Les touristes n’eurent pas à se plaindre de cette crainte superstitieuse. À peine était-on parvenu sur le plateau que les hamacs avaient pris une allure vertigineuse. Les porteurs ne marchaient plus, ils couraient en silence, au milieu de ce paysage désolé, sans culture et sans arbres, que le crépuscule rendait plus triste encore. Presque complète était la solitude. Seuls, quelques troupeaux lointains paissaient la verdure rare et le thym.

Avant huit heures, on avait franchi les trois milles que mesure le plateau dans sa largeur, et la descente commença, tandis que les chansons des guides s’élevaient, disant le soulagement des chanteurs.

Descente effrayante, dans un sentier presque à pic dont l’ombre augmentait la difficulté. La fatigue éteignit bientôt les chansons des guides qui se relayaient de deux en deux minutes.

À neuf heures et demie enfin on arrivait à Saint-Vincent, à la porte de l’hôtel, dont l’hôte, aimable, empressé, se multiplia autour de ses tardifs voyageurs.

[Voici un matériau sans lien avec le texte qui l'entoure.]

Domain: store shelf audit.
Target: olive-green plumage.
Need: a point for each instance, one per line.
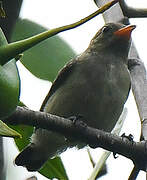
(95, 85)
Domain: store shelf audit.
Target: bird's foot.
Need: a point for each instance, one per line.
(74, 119)
(132, 63)
(77, 121)
(130, 137)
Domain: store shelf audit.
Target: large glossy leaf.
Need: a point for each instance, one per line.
(47, 58)
(9, 82)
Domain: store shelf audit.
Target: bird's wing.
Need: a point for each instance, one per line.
(60, 79)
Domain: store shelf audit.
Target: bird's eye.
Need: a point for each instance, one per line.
(106, 29)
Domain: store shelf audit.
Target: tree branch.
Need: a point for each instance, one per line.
(136, 151)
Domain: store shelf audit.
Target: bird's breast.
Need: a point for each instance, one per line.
(97, 92)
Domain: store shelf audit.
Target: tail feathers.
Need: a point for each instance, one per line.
(30, 158)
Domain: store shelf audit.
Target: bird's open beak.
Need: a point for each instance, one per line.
(125, 32)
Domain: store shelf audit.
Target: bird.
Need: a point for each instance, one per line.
(94, 85)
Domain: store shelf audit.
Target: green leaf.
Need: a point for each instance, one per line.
(54, 168)
(8, 132)
(9, 83)
(47, 58)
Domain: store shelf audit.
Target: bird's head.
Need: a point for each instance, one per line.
(114, 38)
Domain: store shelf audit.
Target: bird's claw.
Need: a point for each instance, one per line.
(132, 63)
(114, 155)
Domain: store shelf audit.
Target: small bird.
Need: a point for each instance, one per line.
(95, 85)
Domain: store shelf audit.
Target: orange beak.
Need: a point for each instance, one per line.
(125, 32)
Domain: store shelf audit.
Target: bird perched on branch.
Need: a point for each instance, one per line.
(95, 85)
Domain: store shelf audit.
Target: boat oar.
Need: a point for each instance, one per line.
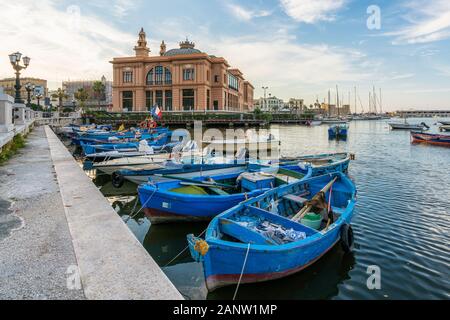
(318, 197)
(205, 183)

À Saint-Vincent finissait le rôle des hamacs. Sur des chevaux amenés depuis la veille à leur rencontre, les touristes allaient désormais suivre l’excellente route qui réunit ce bourg à Funchal.

En quittant le lendemain l’hôtel situé au bord même de la mer, ils traversèrent le village de Saint-Vincent, élégamment niché au fond d’une vallée verdoyante qui contraste avec les roches abruptes dont elle est de toutes parts entourée. Puis la route déroula de nouveaux lacets, et les chevaux attaquèrent la rude pente de la montagne.